Have you looked at some natural ways to help get to sleep earlier? No TV in the bedroom, same time/routine for going to sleep each night (getting on a schedule), an hour or so before to wind down, turning the cell phone off?
Not to say any of the supplement advice isn't good or necessary, but if I had the issue I'd research and start with the non try taking this answers if it was me.
Also I realize that depending on what you do the schedule thing may or may not be possible.
This right here. Lifestyle factors ought to be optimised (if they aren't already) first. What's your schedule like? Do you have a regular bed-time and a regular wake time?
I can speak from years of experience with sleep issues that were down to a variety of factors. Tried a number of supps, most of which have been mentioned here (except melatonin), and they helped at times but I've found more than anything it's the lifestyle factors that are most important.
Regular time to bed is critical, but so is an appropriate length of time to wind down. The worst thing you can do is try to make large changes in habitual time to bed. For instance if you're not getting to bed until 1am, trying to sleep at 10pm is likely to be entirely counterproductive - make the changes gradual, say 15 minutes at a time. Removing excitatory stimulus like tv and computer from the sleep window will help an immeasurable amount, but as Geoforce said it may not be possible. In that case there's a few things you can try.
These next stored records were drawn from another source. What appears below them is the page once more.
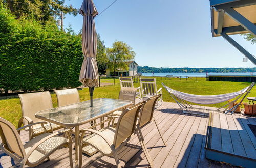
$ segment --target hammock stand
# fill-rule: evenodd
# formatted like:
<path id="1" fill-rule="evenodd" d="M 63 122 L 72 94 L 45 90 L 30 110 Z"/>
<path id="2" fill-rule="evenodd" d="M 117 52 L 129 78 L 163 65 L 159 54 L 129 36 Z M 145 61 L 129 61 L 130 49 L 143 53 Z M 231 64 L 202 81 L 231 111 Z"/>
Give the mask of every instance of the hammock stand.
<path id="1" fill-rule="evenodd" d="M 237 97 L 234 100 L 223 105 L 223 106 L 217 109 L 206 109 L 206 110 L 209 110 L 209 111 L 218 111 L 218 112 L 224 113 L 224 114 L 228 114 L 228 113 L 230 113 L 230 115 L 232 115 L 234 112 L 234 111 L 236 111 L 236 110 L 238 108 L 238 107 L 239 106 L 239 105 L 240 105 L 241 103 L 243 102 L 243 100 L 245 98 L 245 97 L 246 97 L 246 96 L 248 94 L 248 93 L 250 93 L 250 90 L 251 90 L 251 89 L 252 89 L 252 88 L 253 87 L 253 86 L 254 85 L 254 83 L 252 82 L 249 86 L 248 86 L 248 87 L 246 87 L 245 88 L 244 88 L 244 89 L 243 89 L 239 91 L 238 91 L 238 92 L 230 93 L 226 94 L 222 94 L 222 95 L 212 95 L 212 96 L 204 96 L 204 95 L 197 95 L 188 94 L 187 94 L 185 93 L 179 92 L 178 91 L 175 91 L 173 89 L 172 89 L 170 88 L 169 88 L 168 87 L 167 87 L 167 86 L 166 86 L 165 85 L 164 85 L 163 83 L 162 83 L 162 85 L 164 87 L 164 88 L 165 88 L 166 91 L 169 93 L 169 94 L 170 94 L 172 98 L 176 102 L 176 103 L 179 105 L 180 108 L 183 110 L 183 113 L 189 113 L 190 114 L 194 114 L 194 115 L 203 115 L 203 116 L 208 116 L 208 115 L 205 114 L 191 112 L 190 110 L 189 110 L 189 109 L 203 109 L 203 110 L 206 110 L 206 109 L 202 108 L 194 107 L 191 106 L 190 105 L 188 104 L 188 103 L 187 102 L 187 101 L 189 101 L 185 100 L 183 99 L 182 98 L 181 98 L 180 97 L 178 97 L 177 96 L 177 94 L 176 94 L 176 95 L 175 95 L 172 92 L 173 92 L 173 91 L 174 91 L 174 92 L 176 92 L 178 93 L 180 93 L 181 94 L 184 94 L 185 95 L 185 96 L 187 96 L 187 97 L 188 97 L 188 96 L 189 95 L 191 95 L 191 96 L 195 96 L 195 97 L 199 96 L 199 97 L 201 97 L 201 98 L 203 99 L 204 97 L 208 97 L 208 99 L 206 100 L 208 100 L 209 97 L 210 97 L 210 96 L 221 96 L 221 95 L 225 95 L 233 94 L 233 97 L 232 98 L 230 98 L 230 99 L 231 99 L 231 98 L 233 98 L 236 97 L 239 95 L 238 96 L 238 97 Z M 238 95 L 238 94 L 239 93 L 240 93 L 240 94 Z M 236 95 L 236 94 L 237 94 L 237 95 Z M 188 95 L 188 96 L 187 96 L 187 95 Z M 230 96 L 232 96 L 231 95 Z M 238 103 L 238 104 L 236 105 L 231 108 L 228 109 L 229 106 L 231 104 L 232 104 L 233 103 L 234 103 L 237 100 L 238 100 L 241 97 L 242 97 L 242 98 L 241 101 Z M 219 100 L 219 102 L 218 102 L 217 103 L 220 103 L 222 102 L 224 102 L 224 101 L 225 101 L 226 100 L 224 100 L 222 101 L 221 100 Z M 191 102 L 193 103 L 193 102 Z M 194 102 L 194 103 L 195 103 L 195 102 Z M 206 103 L 201 103 L 197 102 L 196 103 L 197 103 L 198 104 L 216 104 L 216 103 L 209 103 L 209 102 L 206 102 Z M 225 108 L 224 110 L 221 110 L 221 109 L 223 108 Z"/>

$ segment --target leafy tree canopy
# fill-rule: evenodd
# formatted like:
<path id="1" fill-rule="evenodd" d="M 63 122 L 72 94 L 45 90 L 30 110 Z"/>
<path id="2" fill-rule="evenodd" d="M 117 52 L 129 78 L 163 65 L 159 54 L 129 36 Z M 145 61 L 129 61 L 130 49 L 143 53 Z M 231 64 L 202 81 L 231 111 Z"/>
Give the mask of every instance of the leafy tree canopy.
<path id="1" fill-rule="evenodd" d="M 16 19 L 33 19 L 45 24 L 59 17 L 60 11 L 76 16 L 78 10 L 65 5 L 65 0 L 0 0 L 8 7 Z"/>
<path id="2" fill-rule="evenodd" d="M 112 48 L 106 49 L 106 53 L 109 62 L 108 65 L 113 74 L 117 69 L 128 69 L 128 65 L 125 63 L 134 59 L 136 53 L 133 48 L 122 41 L 115 41 L 112 44 Z"/>
<path id="3" fill-rule="evenodd" d="M 97 63 L 99 74 L 104 74 L 108 62 L 106 55 L 106 47 L 104 41 L 101 40 L 99 34 L 97 34 Z"/>
<path id="4" fill-rule="evenodd" d="M 253 36 L 252 34 L 251 33 L 244 33 L 242 34 L 242 35 L 244 35 L 244 38 L 247 40 L 247 41 L 250 41 L 251 44 L 254 44 L 256 43 L 256 37 Z"/>

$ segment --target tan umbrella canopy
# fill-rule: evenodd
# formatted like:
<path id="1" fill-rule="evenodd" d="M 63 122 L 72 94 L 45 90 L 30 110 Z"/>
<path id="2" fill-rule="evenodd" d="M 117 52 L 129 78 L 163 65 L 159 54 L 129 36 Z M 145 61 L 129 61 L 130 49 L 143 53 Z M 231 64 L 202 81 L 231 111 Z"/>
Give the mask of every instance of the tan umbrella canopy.
<path id="1" fill-rule="evenodd" d="M 98 86 L 98 67 L 96 60 L 97 37 L 94 18 L 98 12 L 93 0 L 83 0 L 79 13 L 83 16 L 82 49 L 84 59 L 80 72 L 79 81 L 89 88 L 91 106 L 94 87 Z"/>

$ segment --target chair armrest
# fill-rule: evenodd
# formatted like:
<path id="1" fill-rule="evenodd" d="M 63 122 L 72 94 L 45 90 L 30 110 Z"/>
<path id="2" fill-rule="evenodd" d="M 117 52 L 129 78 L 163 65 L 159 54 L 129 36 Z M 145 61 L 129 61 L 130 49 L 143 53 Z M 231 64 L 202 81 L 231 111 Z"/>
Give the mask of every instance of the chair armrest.
<path id="1" fill-rule="evenodd" d="M 27 155 L 26 155 L 26 156 L 25 157 L 24 159 L 23 159 L 23 161 L 24 161 L 24 164 L 26 164 L 26 163 L 27 162 L 27 160 L 28 160 L 29 156 L 30 156 L 30 155 L 32 154 L 32 153 L 33 152 L 33 151 L 34 151 L 35 150 L 35 149 L 36 149 L 36 148 L 37 148 L 38 147 L 38 146 L 39 146 L 40 145 L 41 145 L 42 143 L 44 143 L 46 140 L 49 139 L 50 138 L 53 137 L 53 136 L 57 135 L 58 135 L 59 134 L 62 133 L 63 132 L 67 132 L 67 131 L 70 131 L 70 129 L 65 129 L 64 130 L 62 130 L 62 131 L 59 131 L 59 132 L 55 132 L 55 133 L 52 133 L 52 134 L 50 134 L 50 135 L 47 136 L 47 137 L 42 138 L 42 139 L 41 139 L 40 141 L 39 141 L 38 142 L 36 143 L 35 144 L 35 145 L 34 145 L 34 146 L 33 146 L 33 147 L 27 153 Z"/>
<path id="2" fill-rule="evenodd" d="M 33 123 L 33 120 L 27 116 L 23 116 L 20 117 L 19 120 L 18 121 L 18 128 L 21 127 L 22 125 L 23 124 L 23 120 L 26 120 L 28 121 L 28 124 Z"/>
<path id="3" fill-rule="evenodd" d="M 84 129 L 82 130 L 82 131 L 83 131 L 83 132 L 86 131 L 88 131 L 97 134 L 98 135 L 103 138 L 103 139 L 105 140 L 105 141 L 108 143 L 108 144 L 109 145 L 110 147 L 111 147 L 113 145 L 113 143 L 111 143 L 110 140 L 109 139 L 109 137 L 108 136 L 105 136 L 105 135 L 104 135 L 103 133 L 102 133 L 99 131 L 92 129 Z M 83 133 L 82 134 L 84 134 L 84 133 Z"/>
<path id="4" fill-rule="evenodd" d="M 157 91 L 157 93 L 158 93 L 158 92 L 161 91 L 162 91 L 162 88 L 160 88 L 159 89 L 158 89 L 158 90 Z"/>
<path id="5" fill-rule="evenodd" d="M 23 129 L 24 129 L 25 128 L 29 127 L 30 127 L 34 125 L 36 125 L 36 124 L 41 124 L 41 125 L 42 125 L 42 127 L 44 127 L 44 124 L 47 124 L 47 122 L 46 121 L 41 121 L 41 122 L 36 122 L 36 123 L 32 123 L 31 124 L 26 125 L 22 127 L 18 128 L 18 129 L 17 129 L 17 131 L 18 131 L 18 132 L 19 133 L 20 130 Z"/>

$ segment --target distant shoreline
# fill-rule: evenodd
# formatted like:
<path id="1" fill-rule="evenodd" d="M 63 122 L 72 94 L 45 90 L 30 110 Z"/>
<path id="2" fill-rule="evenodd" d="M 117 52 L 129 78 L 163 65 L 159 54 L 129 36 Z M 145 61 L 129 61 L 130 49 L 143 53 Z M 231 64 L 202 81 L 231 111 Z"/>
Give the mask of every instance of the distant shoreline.
<path id="1" fill-rule="evenodd" d="M 169 73 L 142 73 L 142 76 L 159 76 L 159 77 L 166 77 L 167 75 L 173 77 L 205 77 L 206 75 L 206 72 L 169 72 Z M 252 73 L 253 76 L 256 75 L 256 71 Z M 209 72 L 207 73 L 208 75 L 217 75 L 218 76 L 250 76 L 250 72 Z"/>
<path id="2" fill-rule="evenodd" d="M 155 68 L 138 66 L 139 73 L 250 73 L 254 68 Z"/>

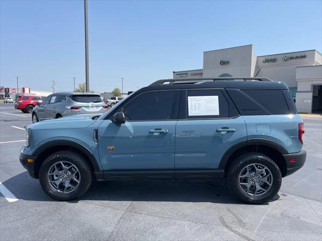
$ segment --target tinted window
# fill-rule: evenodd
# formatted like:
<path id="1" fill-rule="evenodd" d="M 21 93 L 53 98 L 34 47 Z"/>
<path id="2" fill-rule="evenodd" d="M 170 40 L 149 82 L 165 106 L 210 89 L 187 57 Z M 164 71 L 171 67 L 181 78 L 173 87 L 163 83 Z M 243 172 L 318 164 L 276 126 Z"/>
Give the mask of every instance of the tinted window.
<path id="1" fill-rule="evenodd" d="M 50 99 L 50 102 L 49 103 L 52 104 L 55 103 L 55 100 L 56 100 L 56 98 L 57 97 L 57 95 L 52 95 L 51 96 L 51 98 Z"/>
<path id="2" fill-rule="evenodd" d="M 243 90 L 243 92 L 264 106 L 272 114 L 290 113 L 281 90 Z"/>
<path id="3" fill-rule="evenodd" d="M 33 100 L 41 100 L 41 97 L 40 96 L 34 96 L 32 97 Z"/>
<path id="4" fill-rule="evenodd" d="M 49 104 L 49 100 L 50 100 L 50 98 L 52 95 L 49 95 L 49 96 L 46 97 L 45 99 L 42 101 L 42 104 Z"/>
<path id="5" fill-rule="evenodd" d="M 80 94 L 77 95 L 72 95 L 70 96 L 71 99 L 75 102 L 80 102 L 82 103 L 91 103 L 102 102 L 102 99 L 100 95 L 97 94 Z"/>
<path id="6" fill-rule="evenodd" d="M 55 103 L 60 103 L 61 102 L 64 101 L 65 100 L 66 100 L 66 96 L 65 95 L 58 94 L 56 97 Z"/>
<path id="7" fill-rule="evenodd" d="M 140 94 L 123 108 L 125 119 L 170 119 L 175 95 L 175 91 L 153 91 Z"/>
<path id="8" fill-rule="evenodd" d="M 187 90 L 186 99 L 187 118 L 229 117 L 229 105 L 220 90 Z M 198 113 L 200 114 L 198 115 Z"/>

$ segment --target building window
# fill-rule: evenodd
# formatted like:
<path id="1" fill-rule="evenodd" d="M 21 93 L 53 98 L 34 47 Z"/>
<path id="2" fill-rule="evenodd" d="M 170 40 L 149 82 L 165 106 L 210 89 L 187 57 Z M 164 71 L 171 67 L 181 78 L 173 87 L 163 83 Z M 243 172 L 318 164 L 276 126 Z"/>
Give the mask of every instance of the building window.
<path id="1" fill-rule="evenodd" d="M 295 97 L 296 97 L 296 92 L 297 92 L 297 88 L 289 88 L 291 95 L 293 98 L 294 102 L 295 102 Z"/>

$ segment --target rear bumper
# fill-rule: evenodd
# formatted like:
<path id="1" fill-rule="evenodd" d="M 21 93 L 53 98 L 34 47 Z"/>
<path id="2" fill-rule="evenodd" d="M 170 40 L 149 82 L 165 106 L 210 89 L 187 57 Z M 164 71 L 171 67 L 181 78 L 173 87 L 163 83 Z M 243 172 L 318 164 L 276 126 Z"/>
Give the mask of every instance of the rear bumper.
<path id="1" fill-rule="evenodd" d="M 302 151 L 296 153 L 285 154 L 283 156 L 286 162 L 286 176 L 294 173 L 304 166 L 306 159 L 306 152 Z"/>
<path id="2" fill-rule="evenodd" d="M 22 153 L 20 153 L 19 156 L 19 160 L 20 160 L 20 163 L 28 171 L 29 175 L 34 178 L 37 178 L 35 175 L 35 162 L 37 157 L 34 156 L 27 156 L 24 155 Z M 32 162 L 29 162 L 28 159 L 33 159 Z"/>

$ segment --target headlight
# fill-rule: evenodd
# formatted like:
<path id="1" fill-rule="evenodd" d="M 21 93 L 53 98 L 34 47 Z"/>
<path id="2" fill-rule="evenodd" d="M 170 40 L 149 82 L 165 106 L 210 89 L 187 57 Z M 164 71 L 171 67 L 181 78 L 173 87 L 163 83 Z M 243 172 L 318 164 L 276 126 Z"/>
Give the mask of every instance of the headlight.
<path id="1" fill-rule="evenodd" d="M 31 130 L 26 129 L 26 146 L 30 147 L 31 145 Z"/>

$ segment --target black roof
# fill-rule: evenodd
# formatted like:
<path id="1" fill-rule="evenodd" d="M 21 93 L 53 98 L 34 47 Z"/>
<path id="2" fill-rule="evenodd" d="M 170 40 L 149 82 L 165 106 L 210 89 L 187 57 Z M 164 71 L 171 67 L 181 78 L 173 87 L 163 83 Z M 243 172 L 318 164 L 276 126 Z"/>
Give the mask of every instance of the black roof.
<path id="1" fill-rule="evenodd" d="M 194 79 L 169 79 L 155 81 L 142 91 L 157 89 L 224 88 L 247 89 L 288 89 L 283 82 L 264 77 L 223 77 Z M 140 91 L 141 92 L 141 91 Z"/>

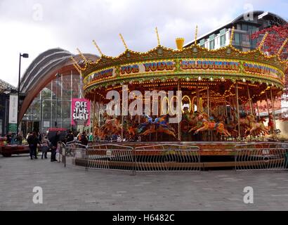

If working on your computer late at night is simply unavoidable, there's a lightweight desktop app you can download for either PC or Mac called f.lux. It tints your screen red (you can customise colour temperature) automatically as the sun goes down. The idea is that the photosensitive ganglion cells which ultimately play a role in pineal gland regulation of melatonin production respond most strongly to light in the blue-violet spectrum. If you filter that out you reduce it's impact on natural melatonin suppression. Having used it for some time now, I can't say for sure what, if any effect is has had, but I do find it extremely irritating if I disable it for any reason working late. There is plenty of supporting research on their site (though some of it inapplicable to computer screens - I had believed that a screen couldn't generate sufficient luminance which is supported here: ww w.ncbi.nlm.nih.gov/pubmed/21552190, but it is worth trying.
Guided or transcendental meditation techniques are also well worth practicing too. Can work wonders for sleep induction, and plenty of information around the net.
The most effective thing for me though has been listening to music. Anything that relaxes you and reduces mental chatter will do the trick, but for me that's downtempo idm, ambient soundscapes, drone, and sometimes field recordings. There are stacks of netlabels that produce creative commons albums that are free to download in these genres (let me know if you want links) and I've accumulated well over 100 over the years. Some of the labels are better than others but it's all a matter of personal preference really. Either way, while my sleep issues have largely been controlled for years I do still run into nights where I can't sleep. First thing I always do is put the headphones on and listen to an album and 9 times out of 10 it does the trick.